Dispatches (XII): Wisconsin Governor Walker Threatens Layoffs (Again!)
From WisPolitics today:
Gov. Scott Walker says he may have to again consider laying off state employees if his collective bargaining law remains tied up in the courts for much more than the next week or two.
Strangely, a week and a half ago, I read this:
The public union bargaining restrictions would not have to take effect in order to balance the current state budget.
That’s what the Legislative Fiscal Bureau said Friday, after it analyzed the new budget repair bill that Republican Governor Scott Walker proposed this week.
The union law was supposed to save $30 million with higher payments by state employees for their health insurance and pensions. But the Fiscal Bureau said Walker proposed enough other measures to wipe out a projected $137 million shortfall in the budget that expires June 30th.

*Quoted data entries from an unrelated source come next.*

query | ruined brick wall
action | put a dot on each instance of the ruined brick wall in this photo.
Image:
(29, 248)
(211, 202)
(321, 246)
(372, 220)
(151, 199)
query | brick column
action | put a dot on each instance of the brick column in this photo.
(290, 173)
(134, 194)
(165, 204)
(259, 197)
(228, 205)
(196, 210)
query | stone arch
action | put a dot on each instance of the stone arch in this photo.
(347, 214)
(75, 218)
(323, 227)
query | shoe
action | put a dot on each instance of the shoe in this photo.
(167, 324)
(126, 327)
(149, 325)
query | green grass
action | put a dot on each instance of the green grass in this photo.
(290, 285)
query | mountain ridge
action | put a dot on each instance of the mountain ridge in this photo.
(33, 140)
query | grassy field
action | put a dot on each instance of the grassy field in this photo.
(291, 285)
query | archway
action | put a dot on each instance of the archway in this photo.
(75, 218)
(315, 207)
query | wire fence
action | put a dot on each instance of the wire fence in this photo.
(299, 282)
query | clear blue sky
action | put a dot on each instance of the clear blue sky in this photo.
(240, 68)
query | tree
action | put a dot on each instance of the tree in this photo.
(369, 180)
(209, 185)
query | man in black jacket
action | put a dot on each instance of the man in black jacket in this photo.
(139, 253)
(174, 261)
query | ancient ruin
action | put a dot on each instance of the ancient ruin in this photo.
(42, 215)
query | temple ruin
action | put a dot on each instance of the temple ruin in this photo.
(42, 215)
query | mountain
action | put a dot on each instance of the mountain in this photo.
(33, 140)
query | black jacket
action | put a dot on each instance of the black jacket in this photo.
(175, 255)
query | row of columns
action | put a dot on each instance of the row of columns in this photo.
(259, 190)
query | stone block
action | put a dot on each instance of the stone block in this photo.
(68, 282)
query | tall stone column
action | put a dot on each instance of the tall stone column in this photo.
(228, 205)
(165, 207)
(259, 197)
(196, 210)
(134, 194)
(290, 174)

The bill Walker proposed this week would re-finance state debt, and use federal money instead of state money to provide the earned income tax credit to low-income workers.
The extra state dollars would then be used to cover a cost overrun for the prisons, and increase Medicaid funding so benefits don’t have to be cut.
Democratic leaders have vigorously fought the union restrictions, but they favor the other measures in the budget repair bill. And those proposals will be taken up by lawmakers on Tuesday. [Emphasis added -- mdc]
The Legislative Fiscal Bureau is the legislature's nonpartisan budget assessment office, roughly analogous to the Congressional Budget Office. The assessment is here.
A slightly different take is provided by the 4/6 Journal Sentinel article:
Walker said Wednesday that the law likely would allow the state to avoid layoffs of state employees that he had warned about in recent weeks.
That's despite the fact that a separate budget-repair proposal remains hung up in court. That measure, which would repeal most collective bargaining for most public employees, was passed by the Legislature and signed by the Republican governor last month. But it faces legal challenges and at least for now has been blocked by a Dane County judge.
If that legislation doesn't take effect, the latest repair law that was signed Wednesday would leave the state with a projected balance of $46.3 million in its main account on June 30. That razor-thin balance is below what is required by state law.
If it takes effect, the repair measure could boost that balance to $83.8 million through savings such as cuts to state employee health and pension benefits.
The state shortfall as estimated by the Walker administration grew to $161 million in recent weeks as the projected costs rose for state health care programs for the needy. But the Legislative Fiscal Bureau notes that those figures assume that the Walker administration will make a payment owed to the State of Minnesota and resolve a shortfall in the state public defender's office, actions that won't necessarily take place. [Emphasis added -- mdc]
Side note 1: Governor Walker mentions in the WisPolitics article the following:
Walker attributed some of the missteps of his administration in the first 100 days to normal growing pains.
That includes the hiring of a prominent lobbyist’s son for a job over more qualified people despite a light resume and two drunken driving convictions on his record.
“Do you make dumb mistakes sometimes? Yeah. But I don’t think the measure of an administration is whether they make dumb mistakes or not,” Walker said. “It’s what they do to correct them.”
He said the most disappointing thing about the episode is it overshadowed what he said was the most qualified, most experienced cabinet the state has ever seen.
For more, read the Journal Sentinel's article:
Brian Deschane is gone from state government, but he won't soon be forgotten.
Deschane, the 27-year-old son of a prominent supporter of Gov. Scott Walker, resigned from his state job following public criticism over his appointment to an $81,500-per-year job in the Walker administration. He informed officials at the state Department of Commerce, where he had been named administrator of environmental and regulatory matters in February.
"He has resigned," said agency spokesman Tony Hozeny.
Hozeny said he didn't believe Deschane gave a reason for leaving the government job.
"Not that I know of," Hozeny said. "He just resigned."
Earlier this week, Walker demoted Deschane from the post after No Quarter highlighted how Deschane -- who has no college degree, very little management experience and two drunken-driving convictions -- had landed his plum assignment.
Walker's team gave Deschane the cushy job despite the governor's repeated statements that the state is broke and government workers are overpaid.
Side note 2: Professor Cronon reflects on the Wisconsin Republican Party's open records request of his emails here.